Something that’s pretty thin on the ground at Edinburgh this year are genuine ‘festival finds’; films from unknown filmmakers that seem to come out of nowhere and really impress audiences. Trollhunter is perhaps the closest thing to that in this year’s programme, a fantastical mock-documentary in which three student filmmakers join a search for the titular mythical cave-dwellers in a remote forest in Norway. It’s an odd mix of Blair Witch-style tension, bizarre Pythonesque humour and massive CG trolls, and while I personally thought it didn’t really work I clearly seem to be in the minority. Audiences here have loved it, so much so that it’s had a third screening added on Sunday. It’s certainly unique, so when I had the opportunity to meet TrollHunter’s writer/director André Øvredal, I asked him where the idea came from. ‘It just came from blending all the things that I enjoy myself. It’s the fairytales of Norway with the trolls, mixed with very American movie [influences] and a Norwegian sensibility about people. I grew up in a working class family and I understand that world, so I wanted to implement that into a film about monsters. I had to figure out how to tell it, but it was unique enough to spur interest and possibly get made.’ He’s not wrong; the film has been a huge hit in his homeland and is receiving near-universal acclaim at festivals around the world, including this week in Edinburgh. Did Øvredal ever anticipate audiences being so receptive? ‘As a very grounded Norwegian person I wouldn’t think about this kind of stuff! I was hoping it would have a life outside of Norway, but to this degree? I would never have thought of it.’

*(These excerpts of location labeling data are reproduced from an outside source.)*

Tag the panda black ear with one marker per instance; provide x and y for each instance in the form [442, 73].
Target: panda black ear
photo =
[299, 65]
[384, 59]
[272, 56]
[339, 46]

For the unassuming Øvredal, who honed his craft as a commercials director for 10 years, the film’s success has brought Hollywood calling: it was announced last week that Harry Potter director Chris Columbus has already bought the remake rights. While the film’s fans will no doubt groan and roll their eyes at more evidence of the US’s aversion to anything with subtitles, Øvredal seems genuinely enthused at this development: ‘It’s exciting!’ he grins, ‘I’ve admired Chris Columbus since Gremlins and Goonies, and his first film Adventures in Babysitting was a wonderful movie. For him, the director of Harry Potter, to want to buy the rights, it’s just nuts.’ Interestingly, Øvredal was offered the chance to direct the US remake, but declined, ‘because I felt I’d be competing with myself, doing the same thing over again. It would be exciting to do an American monster movie. It’s just too bad it was this particular one!’ From his tone I assume that he is still waiting for a different offer, but it turns out that I couldn’t be more wrong: ‘Oh no, I have tons [of offers] now’, he says casually, ‘I keep getting scripts every day. I’m working on one big, big project. It’s a bit too early to talk about, but it’s in the same vein, it’s a monster comedy working with another set of mythological ideas. There are other projects [in development], but that is the one I’m hoping will be my next film.’

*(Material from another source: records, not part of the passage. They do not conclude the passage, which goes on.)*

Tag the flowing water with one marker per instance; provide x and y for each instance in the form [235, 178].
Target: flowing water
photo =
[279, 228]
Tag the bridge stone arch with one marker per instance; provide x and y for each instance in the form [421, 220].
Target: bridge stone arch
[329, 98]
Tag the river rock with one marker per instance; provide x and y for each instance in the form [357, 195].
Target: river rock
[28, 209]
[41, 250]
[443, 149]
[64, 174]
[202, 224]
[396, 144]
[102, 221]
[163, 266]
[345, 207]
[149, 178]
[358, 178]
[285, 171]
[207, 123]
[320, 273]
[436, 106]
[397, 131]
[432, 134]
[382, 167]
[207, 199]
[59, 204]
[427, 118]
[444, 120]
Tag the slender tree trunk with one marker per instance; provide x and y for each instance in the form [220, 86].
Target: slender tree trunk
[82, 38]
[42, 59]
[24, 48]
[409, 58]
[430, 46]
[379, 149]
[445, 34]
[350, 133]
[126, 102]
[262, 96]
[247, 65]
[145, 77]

Despite my lack of love for his movie, even I can see that Ovredal is definitely a director to watch, if for no other reason than his film has also inspired Trollhunter Strikes Back, one of the most impressive online Star Wars homages I’ve seen. It was created by one of Øvredal’s own crew, visual effects artist Rune Spaans, and Øvredal chuckles as I begin to mention it: ‘I saw that, it was really lots of fun. I only got to know about it a day before he put it up!’